Many other materials and techniques are involved with battery research and it is perhaps one of the most promising tech sectors but even in recent years improvements have been small, “incremental” is the word usually used. Battery use for grid storage is happening all over the world. However, it still is not competitive to natural gas “peaker” plants which can be started quickly to provide back-up power for wind and solar resources that are intermittent. Those peaker plants are forced to run inefficiently and so increase the costs of wind and solar considerably. These are one of the main “hidden costs” of wind and solar and are often referred to as grid integration costs. More recently, gas peaker plants can utilize small battery-assist for instantaneous start-up for grid balancing. 


Other hurdles remain for mass adoption of electric vehicles. Charging infrastructure is inadequate in many areas. Charging times are an issue.
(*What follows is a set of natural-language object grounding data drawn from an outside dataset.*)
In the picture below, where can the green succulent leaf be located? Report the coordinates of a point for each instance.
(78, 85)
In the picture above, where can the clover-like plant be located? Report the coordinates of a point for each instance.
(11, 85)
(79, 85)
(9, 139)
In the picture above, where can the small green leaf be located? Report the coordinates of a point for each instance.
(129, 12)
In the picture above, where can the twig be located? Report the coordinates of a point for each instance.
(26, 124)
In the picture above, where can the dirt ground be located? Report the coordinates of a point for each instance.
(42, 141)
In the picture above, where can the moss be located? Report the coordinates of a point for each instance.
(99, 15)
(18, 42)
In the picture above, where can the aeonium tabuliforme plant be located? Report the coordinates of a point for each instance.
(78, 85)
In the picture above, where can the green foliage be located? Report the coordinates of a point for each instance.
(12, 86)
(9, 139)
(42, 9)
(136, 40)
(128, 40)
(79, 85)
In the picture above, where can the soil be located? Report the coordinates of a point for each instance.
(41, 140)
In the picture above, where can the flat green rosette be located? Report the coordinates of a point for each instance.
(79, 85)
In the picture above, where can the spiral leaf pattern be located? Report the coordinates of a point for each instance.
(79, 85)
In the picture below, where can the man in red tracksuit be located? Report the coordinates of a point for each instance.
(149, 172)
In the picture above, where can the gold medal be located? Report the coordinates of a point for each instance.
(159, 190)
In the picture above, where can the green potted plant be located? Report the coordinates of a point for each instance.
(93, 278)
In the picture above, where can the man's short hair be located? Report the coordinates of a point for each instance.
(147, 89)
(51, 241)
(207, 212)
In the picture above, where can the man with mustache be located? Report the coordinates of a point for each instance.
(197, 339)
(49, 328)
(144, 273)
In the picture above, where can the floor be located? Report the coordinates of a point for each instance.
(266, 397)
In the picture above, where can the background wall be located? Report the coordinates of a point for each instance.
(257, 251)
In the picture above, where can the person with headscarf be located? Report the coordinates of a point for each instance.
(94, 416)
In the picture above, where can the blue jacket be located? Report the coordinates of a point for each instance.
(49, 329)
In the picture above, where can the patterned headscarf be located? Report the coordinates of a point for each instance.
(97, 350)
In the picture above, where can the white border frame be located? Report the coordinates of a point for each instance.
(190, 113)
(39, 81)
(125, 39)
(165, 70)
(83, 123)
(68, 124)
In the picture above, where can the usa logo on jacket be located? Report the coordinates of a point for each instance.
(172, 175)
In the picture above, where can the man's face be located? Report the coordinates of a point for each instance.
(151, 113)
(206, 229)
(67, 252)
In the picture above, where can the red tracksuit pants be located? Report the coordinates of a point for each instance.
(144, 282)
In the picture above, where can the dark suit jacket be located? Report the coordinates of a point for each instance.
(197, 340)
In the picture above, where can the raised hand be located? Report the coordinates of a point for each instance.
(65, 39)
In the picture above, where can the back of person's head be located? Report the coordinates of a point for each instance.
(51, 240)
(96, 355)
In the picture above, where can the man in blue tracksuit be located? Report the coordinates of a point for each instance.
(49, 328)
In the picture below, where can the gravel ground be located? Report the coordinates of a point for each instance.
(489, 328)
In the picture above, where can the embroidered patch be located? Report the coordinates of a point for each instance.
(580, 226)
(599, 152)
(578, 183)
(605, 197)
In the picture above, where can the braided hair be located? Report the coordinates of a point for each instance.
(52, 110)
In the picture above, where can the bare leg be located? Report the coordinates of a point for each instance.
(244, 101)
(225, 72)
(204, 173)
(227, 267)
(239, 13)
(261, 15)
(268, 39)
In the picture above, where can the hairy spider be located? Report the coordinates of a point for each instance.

These days one can have a level 2 charger (which still takes hours) installed at home or business. Some states charge a road-use tax of EVs. If EVs were adopted en masse the revenue from gasoline and diesel taxes would drop dramatically and such revenue funds many things at federal, state, and local levels. The bottom line is that higher energy density solutions are needed and the outlook is not great at the moment. Pure EVs still have a long way to go to compete with the ICE (internal combustion engine) but many products on the market, hybrids and plug-in hybrids can be quite economic and advantageous. I just bought a new PHEV (plug-in hybrid) last week. Other advantages include quietness and needing to stop for fuel way less often due to longer overall range. The tax credit helps the economics a lot as does the EV power which is currently much cheaper than gas or diesel power per mile. Another advantage is less wear and tear on the gasoline engine, less oil changes (none in a pure EV), and other parts that wear out slower than in a gas or diesel engine. Of course, depending on where one lives EVs may be powered by whatever powers the local electrical grids, be it coal, natural gas, nuclear, or renewables. Aside form hardcore “greener-than-thou” enthusiasts that like to power their EVs with solar panels and can afford it, it is more likely that many EVs are powered mostly by fossil fuels. 


Great book for the historical perspective and the overall perspective of electrification.